New paper: Galaxy Zoo and machine learning
I’m really happy to announce a new paper based on Galaxy Zoo data has just been accepted for publication. This one is different than many of our previous works; it focuses on the science of machine learning, and how we’re improving the ability of computers to identify galaxy morphologies after being trained off the classifications you’ve provided in Galaxy Zoo. This paper was led by Sander Dieleman, a PhD student at Ghent University in Belgium.
This work was begun in early 2014, when we ran an online competition through the Kaggle data platform called “The Galaxy Challenge”. The premise was fairly simple – we used the classifications provided by citizen scientists for the Galaxy Zoo 2 project and challenged computer scientists to write an algorithm to match those classifications as closely as possible. We provided about 75,000 anonymized images + classifications as a training set for participants, and kept the same amount of data secret; solutions submitted by competitors were tested on this set. More than 300 teams participated, and we awarded prizes to the top three scores. You can see more details on the competition site.
Since completing the competition, Sander has been working on writing up his solution as an academic paper, which has just been accepted to Monthly Notices of the Royal Astronomical Society (MNRAS). The method he’s developed relies on a technique known as a neural network; these are sets of algorithms (or statistical models) in which the parameters being fit can change as they learn, and can model “non-linear” relationships between the inputs. The name and design of many neural networks are inspired by similarities to the way that neurons function in the brain.
One of the innovative techniques in Sander’s work has been to use a model that makes use of the symmetry in the galaxy images. Consider the pictures of the same galaxy below:
From the classifications in GZ, we’d expect the answers for these two images to be identical; it’s the same galaxy, after all, no matter which way we look at it. For a computer program, however, these images would need to be separately analyzed and classified. Sander’s work exploits this in two ways:
- The size of the training data can be dramatically increased by including multiple, rotated versions of the different images. More training data typically results in a better-performing algorithm.

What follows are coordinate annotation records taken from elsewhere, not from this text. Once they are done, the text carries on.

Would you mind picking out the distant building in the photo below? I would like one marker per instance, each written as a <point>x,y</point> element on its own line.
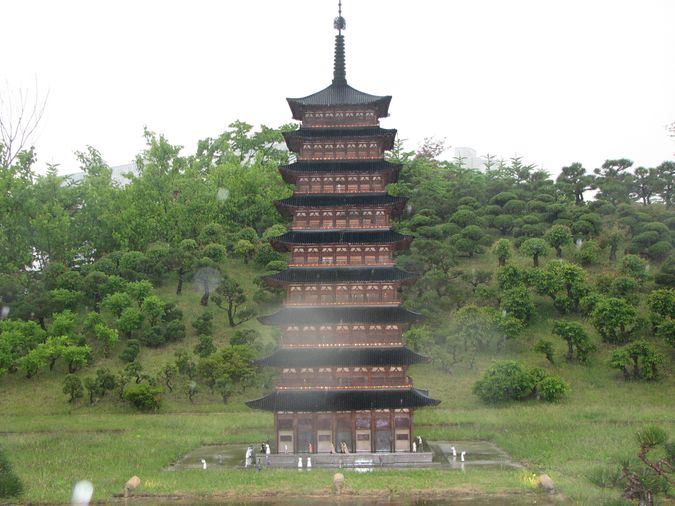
<point>469,158</point>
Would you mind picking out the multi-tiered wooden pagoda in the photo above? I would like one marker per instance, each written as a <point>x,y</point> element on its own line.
<point>344,383</point>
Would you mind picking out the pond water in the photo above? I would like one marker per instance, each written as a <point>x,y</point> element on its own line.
<point>478,454</point>
<point>486,500</point>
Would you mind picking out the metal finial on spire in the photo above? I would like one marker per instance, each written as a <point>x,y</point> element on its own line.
<point>339,23</point>
<point>339,73</point>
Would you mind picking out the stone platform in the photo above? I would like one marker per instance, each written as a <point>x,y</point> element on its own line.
<point>437,454</point>
<point>348,460</point>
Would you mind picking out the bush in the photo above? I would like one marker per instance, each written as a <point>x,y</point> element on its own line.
<point>517,302</point>
<point>10,484</point>
<point>510,381</point>
<point>203,324</point>
<point>546,347</point>
<point>72,386</point>
<point>588,254</point>
<point>504,381</point>
<point>144,397</point>
<point>552,389</point>
<point>131,351</point>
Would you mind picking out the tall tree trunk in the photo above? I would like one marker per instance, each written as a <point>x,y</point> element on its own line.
<point>205,298</point>
<point>179,288</point>
<point>230,314</point>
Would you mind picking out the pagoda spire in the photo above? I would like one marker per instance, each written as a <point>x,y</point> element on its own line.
<point>339,72</point>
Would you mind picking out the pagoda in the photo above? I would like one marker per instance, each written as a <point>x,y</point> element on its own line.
<point>343,386</point>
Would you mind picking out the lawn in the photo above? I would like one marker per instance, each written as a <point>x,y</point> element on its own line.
<point>53,444</point>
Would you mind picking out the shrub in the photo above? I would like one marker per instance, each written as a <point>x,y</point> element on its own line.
<point>174,331</point>
<point>634,266</point>
<point>588,254</point>
<point>504,381</point>
<point>144,397</point>
<point>637,360</point>
<point>131,351</point>
<point>203,324</point>
<point>615,320</point>
<point>153,337</point>
<point>552,389</point>
<point>72,386</point>
<point>205,346</point>
<point>546,347</point>
<point>10,484</point>
<point>517,302</point>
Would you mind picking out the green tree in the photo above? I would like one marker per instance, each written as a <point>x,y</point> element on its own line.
<point>615,320</point>
<point>504,381</point>
<point>546,347</point>
<point>244,249</point>
<point>93,287</point>
<point>130,351</point>
<point>93,389</point>
<point>238,363</point>
<point>534,248</point>
<point>578,341</point>
<point>614,181</point>
<point>665,189</point>
<point>637,360</point>
<point>224,388</point>
<point>185,364</point>
<point>204,346</point>
<point>144,397</point>
<point>108,337</point>
<point>230,297</point>
<point>139,290</point>
<point>502,250</point>
<point>558,236</point>
<point>661,304</point>
<point>130,321</point>
<point>76,357</point>
<point>646,478</point>
<point>182,260</point>
<point>210,369</point>
<point>208,277</point>
<point>574,181</point>
<point>72,387</point>
<point>63,324</point>
<point>203,324</point>
<point>517,302</point>
<point>117,302</point>
<point>153,309</point>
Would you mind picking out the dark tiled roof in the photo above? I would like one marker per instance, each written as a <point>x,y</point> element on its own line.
<point>340,166</point>
<point>339,95</point>
<point>342,314</point>
<point>342,357</point>
<point>343,200</point>
<point>336,400</point>
<point>339,237</point>
<point>340,275</point>
<point>316,133</point>
<point>294,137</point>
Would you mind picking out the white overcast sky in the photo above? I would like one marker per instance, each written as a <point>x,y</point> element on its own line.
<point>553,81</point>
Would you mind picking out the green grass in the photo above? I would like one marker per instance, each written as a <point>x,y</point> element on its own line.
<point>53,444</point>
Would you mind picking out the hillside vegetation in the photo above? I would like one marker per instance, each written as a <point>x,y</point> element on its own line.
<point>128,316</point>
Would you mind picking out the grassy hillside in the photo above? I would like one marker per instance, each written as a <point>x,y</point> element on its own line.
<point>52,443</point>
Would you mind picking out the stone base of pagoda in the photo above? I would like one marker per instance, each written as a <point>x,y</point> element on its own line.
<point>349,460</point>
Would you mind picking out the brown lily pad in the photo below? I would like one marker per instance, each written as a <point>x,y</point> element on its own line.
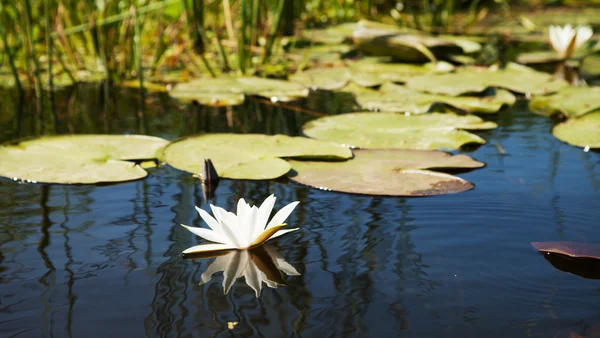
<point>571,249</point>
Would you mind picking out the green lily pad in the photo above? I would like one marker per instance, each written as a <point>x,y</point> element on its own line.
<point>391,130</point>
<point>370,72</point>
<point>402,47</point>
<point>582,131</point>
<point>570,102</point>
<point>323,78</point>
<point>79,159</point>
<point>395,98</point>
<point>248,156</point>
<point>518,79</point>
<point>591,65</point>
<point>229,90</point>
<point>386,172</point>
<point>539,58</point>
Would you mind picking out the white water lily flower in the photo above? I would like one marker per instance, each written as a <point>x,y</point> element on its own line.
<point>565,40</point>
<point>246,230</point>
<point>258,266</point>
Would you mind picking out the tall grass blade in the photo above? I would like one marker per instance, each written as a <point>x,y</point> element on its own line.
<point>8,50</point>
<point>49,50</point>
<point>273,34</point>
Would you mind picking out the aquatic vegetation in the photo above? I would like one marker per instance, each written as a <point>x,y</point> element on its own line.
<point>79,159</point>
<point>566,40</point>
<point>248,156</point>
<point>583,131</point>
<point>247,229</point>
<point>404,47</point>
<point>571,249</point>
<point>231,90</point>
<point>569,102</point>
<point>388,172</point>
<point>395,98</point>
<point>578,258</point>
<point>261,265</point>
<point>516,78</point>
<point>392,130</point>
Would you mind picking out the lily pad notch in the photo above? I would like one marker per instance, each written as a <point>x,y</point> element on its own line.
<point>248,156</point>
<point>388,172</point>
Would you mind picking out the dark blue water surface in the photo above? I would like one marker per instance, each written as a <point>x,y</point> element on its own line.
<point>104,261</point>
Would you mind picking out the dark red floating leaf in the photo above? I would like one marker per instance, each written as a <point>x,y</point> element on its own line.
<point>582,267</point>
<point>571,249</point>
<point>582,259</point>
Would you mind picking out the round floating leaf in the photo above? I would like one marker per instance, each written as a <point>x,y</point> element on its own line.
<point>391,130</point>
<point>591,66</point>
<point>385,172</point>
<point>395,98</point>
<point>79,159</point>
<point>402,47</point>
<point>228,90</point>
<point>248,156</point>
<point>370,72</point>
<point>571,102</point>
<point>583,131</point>
<point>323,78</point>
<point>571,249</point>
<point>518,79</point>
<point>540,58</point>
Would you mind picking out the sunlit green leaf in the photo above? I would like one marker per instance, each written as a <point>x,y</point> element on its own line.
<point>248,156</point>
<point>386,172</point>
<point>79,159</point>
<point>391,130</point>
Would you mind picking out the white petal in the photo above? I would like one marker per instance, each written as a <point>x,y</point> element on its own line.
<point>235,269</point>
<point>242,210</point>
<point>584,33</point>
<point>224,216</point>
<point>253,226</point>
<point>263,214</point>
<point>208,235</point>
<point>208,247</point>
<point>228,223</point>
<point>253,278</point>
<point>281,232</point>
<point>282,214</point>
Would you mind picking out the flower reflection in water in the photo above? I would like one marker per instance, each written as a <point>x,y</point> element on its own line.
<point>260,265</point>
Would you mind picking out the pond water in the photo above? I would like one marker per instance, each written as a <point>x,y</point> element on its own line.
<point>101,261</point>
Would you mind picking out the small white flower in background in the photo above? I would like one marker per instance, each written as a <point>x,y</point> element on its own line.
<point>565,40</point>
<point>246,230</point>
<point>262,265</point>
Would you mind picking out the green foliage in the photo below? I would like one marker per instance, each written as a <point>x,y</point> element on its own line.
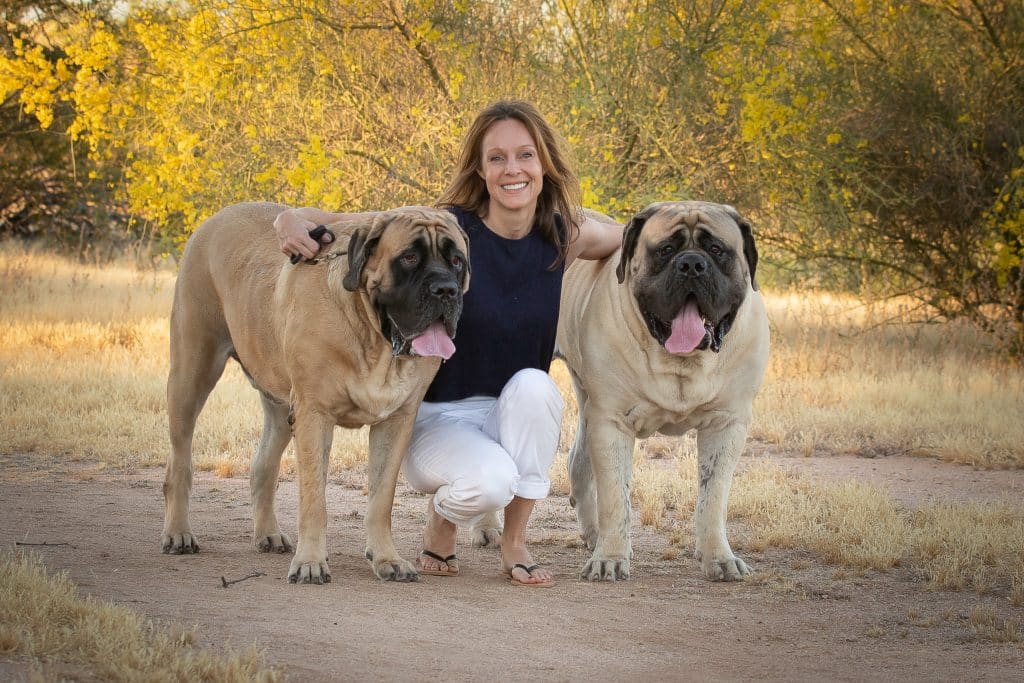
<point>876,144</point>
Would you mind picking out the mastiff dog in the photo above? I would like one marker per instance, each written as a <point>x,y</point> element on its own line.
<point>672,338</point>
<point>350,339</point>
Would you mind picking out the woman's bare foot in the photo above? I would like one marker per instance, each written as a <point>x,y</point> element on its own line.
<point>520,568</point>
<point>439,535</point>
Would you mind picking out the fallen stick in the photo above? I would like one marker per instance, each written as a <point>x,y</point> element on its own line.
<point>44,543</point>
<point>226,583</point>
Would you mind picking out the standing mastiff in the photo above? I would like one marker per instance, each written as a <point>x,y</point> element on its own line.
<point>351,340</point>
<point>675,338</point>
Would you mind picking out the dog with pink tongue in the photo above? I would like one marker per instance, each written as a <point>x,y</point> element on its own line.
<point>667,336</point>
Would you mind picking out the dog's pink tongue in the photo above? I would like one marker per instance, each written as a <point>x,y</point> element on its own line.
<point>687,331</point>
<point>434,341</point>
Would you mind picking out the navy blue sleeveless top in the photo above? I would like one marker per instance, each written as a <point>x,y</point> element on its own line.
<point>509,314</point>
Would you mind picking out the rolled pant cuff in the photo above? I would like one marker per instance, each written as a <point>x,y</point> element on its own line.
<point>534,491</point>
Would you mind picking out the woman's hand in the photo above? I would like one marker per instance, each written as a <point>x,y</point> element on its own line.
<point>292,227</point>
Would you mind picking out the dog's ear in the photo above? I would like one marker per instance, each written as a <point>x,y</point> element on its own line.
<point>630,238</point>
<point>360,248</point>
<point>468,269</point>
<point>750,249</point>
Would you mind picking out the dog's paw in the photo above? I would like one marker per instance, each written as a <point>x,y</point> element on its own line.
<point>308,572</point>
<point>486,538</point>
<point>605,568</point>
<point>589,538</point>
<point>179,544</point>
<point>723,567</point>
<point>394,569</point>
<point>273,543</point>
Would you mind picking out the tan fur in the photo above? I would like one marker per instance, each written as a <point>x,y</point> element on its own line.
<point>315,352</point>
<point>628,386</point>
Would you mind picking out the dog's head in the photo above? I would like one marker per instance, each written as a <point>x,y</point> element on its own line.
<point>414,265</point>
<point>689,265</point>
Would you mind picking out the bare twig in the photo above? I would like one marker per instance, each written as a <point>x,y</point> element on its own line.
<point>44,543</point>
<point>225,583</point>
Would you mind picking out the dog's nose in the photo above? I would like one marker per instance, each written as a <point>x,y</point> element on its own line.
<point>443,289</point>
<point>691,264</point>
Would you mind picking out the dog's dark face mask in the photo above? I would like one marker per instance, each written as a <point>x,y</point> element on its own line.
<point>688,279</point>
<point>418,296</point>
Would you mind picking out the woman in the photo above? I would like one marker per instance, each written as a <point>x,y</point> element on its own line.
<point>487,430</point>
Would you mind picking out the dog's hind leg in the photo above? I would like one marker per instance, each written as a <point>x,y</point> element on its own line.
<point>486,531</point>
<point>582,493</point>
<point>267,536</point>
<point>198,358</point>
<point>388,444</point>
<point>313,433</point>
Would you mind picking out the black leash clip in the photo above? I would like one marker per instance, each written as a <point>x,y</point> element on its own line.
<point>315,235</point>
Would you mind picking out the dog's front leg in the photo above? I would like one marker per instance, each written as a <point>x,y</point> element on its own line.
<point>718,452</point>
<point>313,432</point>
<point>388,443</point>
<point>610,452</point>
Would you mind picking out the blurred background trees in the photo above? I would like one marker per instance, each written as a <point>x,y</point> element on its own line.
<point>878,146</point>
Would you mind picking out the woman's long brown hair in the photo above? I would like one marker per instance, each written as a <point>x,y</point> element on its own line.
<point>560,195</point>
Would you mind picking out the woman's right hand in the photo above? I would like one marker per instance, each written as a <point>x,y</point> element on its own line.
<point>292,227</point>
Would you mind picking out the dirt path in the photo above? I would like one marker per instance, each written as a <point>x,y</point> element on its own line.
<point>796,623</point>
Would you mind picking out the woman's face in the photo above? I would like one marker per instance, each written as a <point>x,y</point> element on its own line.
<point>510,166</point>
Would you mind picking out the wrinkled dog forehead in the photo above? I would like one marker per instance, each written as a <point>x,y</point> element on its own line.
<point>669,217</point>
<point>431,224</point>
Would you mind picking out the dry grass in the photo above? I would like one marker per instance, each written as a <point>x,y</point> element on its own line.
<point>83,363</point>
<point>853,378</point>
<point>44,621</point>
<point>83,371</point>
<point>851,524</point>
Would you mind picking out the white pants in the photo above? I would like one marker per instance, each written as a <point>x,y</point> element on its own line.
<point>476,454</point>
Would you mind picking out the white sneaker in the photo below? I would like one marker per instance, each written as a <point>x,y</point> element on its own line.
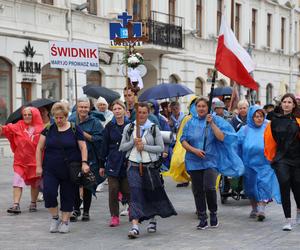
<point>287,226</point>
<point>124,210</point>
<point>64,228</point>
<point>54,225</point>
<point>100,187</point>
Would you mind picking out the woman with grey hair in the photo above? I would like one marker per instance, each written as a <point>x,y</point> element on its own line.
<point>102,107</point>
<point>147,195</point>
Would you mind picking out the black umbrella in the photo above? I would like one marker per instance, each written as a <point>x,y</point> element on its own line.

- Since the morphological classification for the two galaxies should be the same, we can apply the same feature detectors to the rotated images and thus share parameters in the model. This makes the model more general and improves the overall performance.
Once all of the training data is in, Sander’s model takes images and can provide very precise classifications of morphology. I think one of the neatest visualizations is this one: galaxies along the top vs bottom rows are considered “most dis-similar” by the maps in the model. You can see that it’s doing well by, for example, grouping all the loose spiral galaxies together and predicting that these are a distinct class from edge-on spirals.

From Figure 13 in Dieleman et al. (2015). Example sets of images that are maximally distinct in the prediction model. The top row consists of loose winding spirals, while the bottom row are edge-on disks.
For more details on Sander’s work, he has an excellent blog post on his own site that goes into many of the details, a lot of which is accessible even to a non-expert.
While there are a lot of applications for these sorts of algorithms, we’re particularly interested in how this will help us select future datasets for Galaxy Zoo and similar projects. For future surveys like LSST, which will contain many millions of images, we want to efficiently select the images where citizen scientists can contribute the most – either for their unusualness or for the possibility of more serendipitous discoveries. Your data are what make innovations like this possible, and we’re looking forward to seeing how these can be applied to new scientific problems.